Une pensée limpide, une vision élevée mais simple. « L’être éveillé
se reconnaît à certains signes. Le premier est sa liberté. L’être
éveillé ne permet pas aux vicissitudes de la vie, la peur, la joie,
l’anxiété ou le succès de le décentrer. Alors se manifeste en lui la
force spirituelle qui se révèle sous la forme d’une tranquillité, d’un
sourire ineffable, d’une profonde sérénité. » Ce sourire, cette sérénité
qui semblent rayonner sur le visage de Thich. On retrouve chez lui,
comme chez les autres maîtres du zen, cette idée que « le savoir
constitue le plus grand obstacle à l’éveil. » Tentation pourtant de me
baigner dans cette pensée, dans les mots qui manifestent cette vérité,
pour en féconder mon cerveau, ma pensée, en même temps que volonté de
dépasser les mots par l’action, de « comprendre sans parole ». Le
Bouddha, peu avant de mourir, au moment de résumer toute l’essence de
son enseignement et de désigner son successeur, s’est contenté de faire
tourner une fleur entre ses doigts. Et l’un des disciples a souri.

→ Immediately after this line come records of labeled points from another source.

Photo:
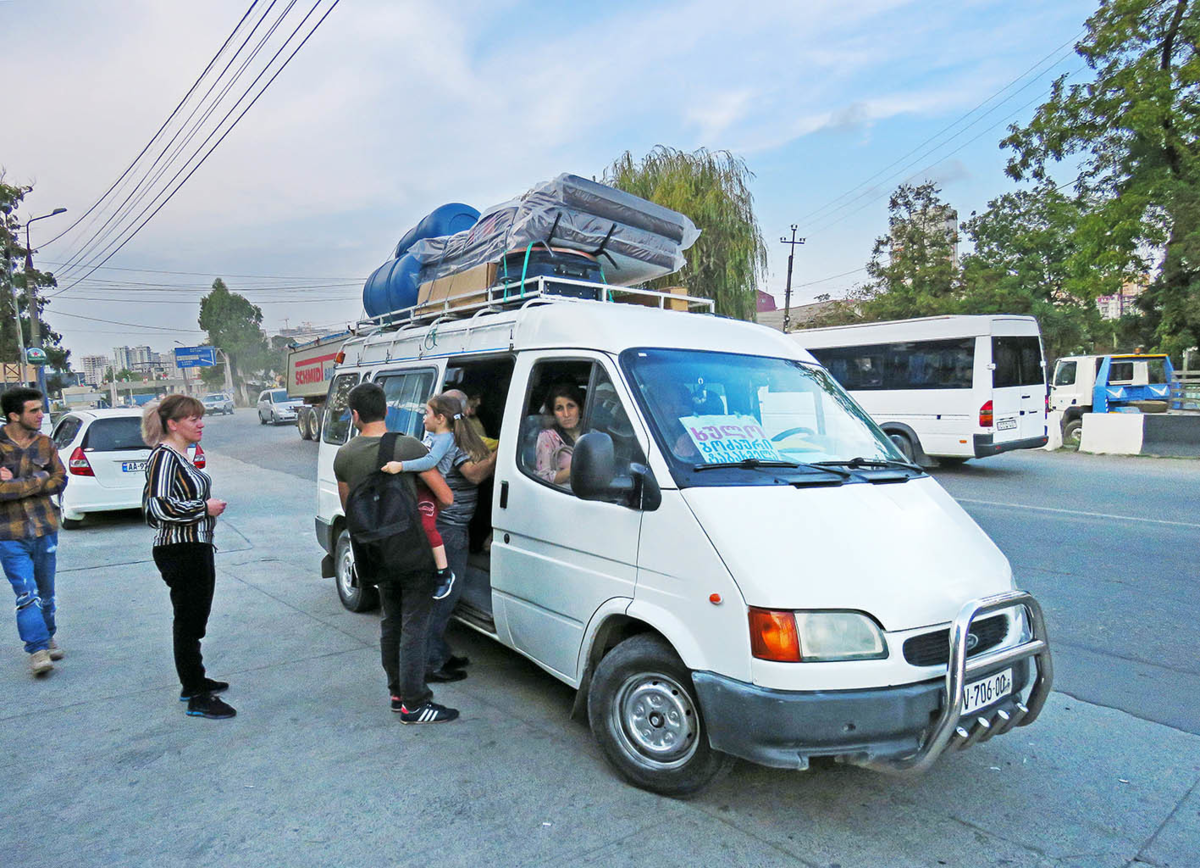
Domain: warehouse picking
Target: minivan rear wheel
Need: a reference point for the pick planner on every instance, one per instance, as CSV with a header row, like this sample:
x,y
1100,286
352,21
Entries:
x,y
354,596
643,713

Sérénité, acceptation, soumission à l’ordre des choses, patience : « La
mer est ou bien calme ou bien houleuse. Si l’on désire une mer calme, on
ne peut pas pour autant supprimer la mer houleuse. Il faut attendre que
cette même mer devienne calme. » Quand nous sommes dépassés par le monde
– ou par nos émotions, qui font partie du monde – à quoi sert de nous
révolter ? Retour sur le vide, condition de l’existence des choses. Le
vide – l’impermanence – est ce qui permet l’existence des choses (ainsi,
dans certaines traditions religieuses, c’est le retrait de Dieu qui
permet au monde d’être). L’erreur serait de remplacer les choses par
leur concept, par leur nom. Plonger dans le monde. Dans le monde où « je
» suis plongé, de toute façon. Le plus souvent possible, dépasser les
mots. Dépasser les oppositions classiques entre concepts opposés, non
par la simple synthèse dialectique mais par la transcendance. Dépasser
par… l’intuition, la sensation, la perception, le corps. Pas par
l’intellect. Thich Nhat Hanh le réaffirme : « Le zen n’est pas l’étude
du zen ; le zen est la vie », « Il n’y a pas d’illumination hors de la
vie quotidienne. » Sur le boulevard Saint-Germain, un matin de
printemps, un enfant dans une poussette. Sourire du Bouddha. L’enfant
est éveillé. Si l’adulte a besoin de trouver l’éveil, c’est qu’il s’est
endormi. Qu’est-ce qui endort l’homme ? Qu’est-ce qui fait d’un enfant
éveillé un adulte endormi ? Lu quelque part dans le métro les pages de Thich intitulées : « L’homme du
zen et le monde actuel. » Simpliste et
banal, peut-être. « Et si c’était vrai ? » On croit relire Le mythe de
Sisyphe : « Habitués à être constamment « occupés », si ces occupations
viennent à nous manquer, nous nous retrouvons, un matin, vides et
délaissés. Alors nous refusons la confrontation avec nous-mêmes et nous
allons chercher des amis, nous mêler à la foule, écouter la radio ou
regarder la télévision, pour effacer cette impression de vide. » Ou le «
chat » sur Internet, ou les courriels, ou le surf. Pascal appelait ça le
divertissement. Oublie-toi toi-même… « Les émotions nous ébranlent
plusieurs fois par jour ; elles nous dominent et nous possèdent ; elles
influencent considérablement nos décisions. Si nous ne sommes plus
nous-mêmes, comment pouvons-nous dire que c’est nous qui vivons et
décidons de notre vie ? » « L’homme d’aujourd’hui embrasse la raison,
conclut Thich Nhat Hanh. Il se confie à la rationalité. Il est déraciné
de la base de son être propre. De là ce phénomène dont il souffre :
l’homme perd peu à peu son humanité et devient de plus en plus
mécanique. » Déshumanisation, déracinement, mécanisation de l’homme… on
croirait entendre les contestataires des années soixante. Mais s’ils se
sont tus, s’ils sont rentrés dans le rang, si quarante ans ont passé
sans améliorer le sort du Tiers Monde, sans réduire le taux de chômage,
sans supprimer l’égoïsme, sans entraver la nouvelle montée de l’extrême
droite, c’est que la pseudo raison a échoué. C’est qu’il est temps de
chercher autre chose. Face à l’immensité de la tâche, il peut paraître
ridicule et vain de s’asseoir devant un mur. Mais c’est un premier pas.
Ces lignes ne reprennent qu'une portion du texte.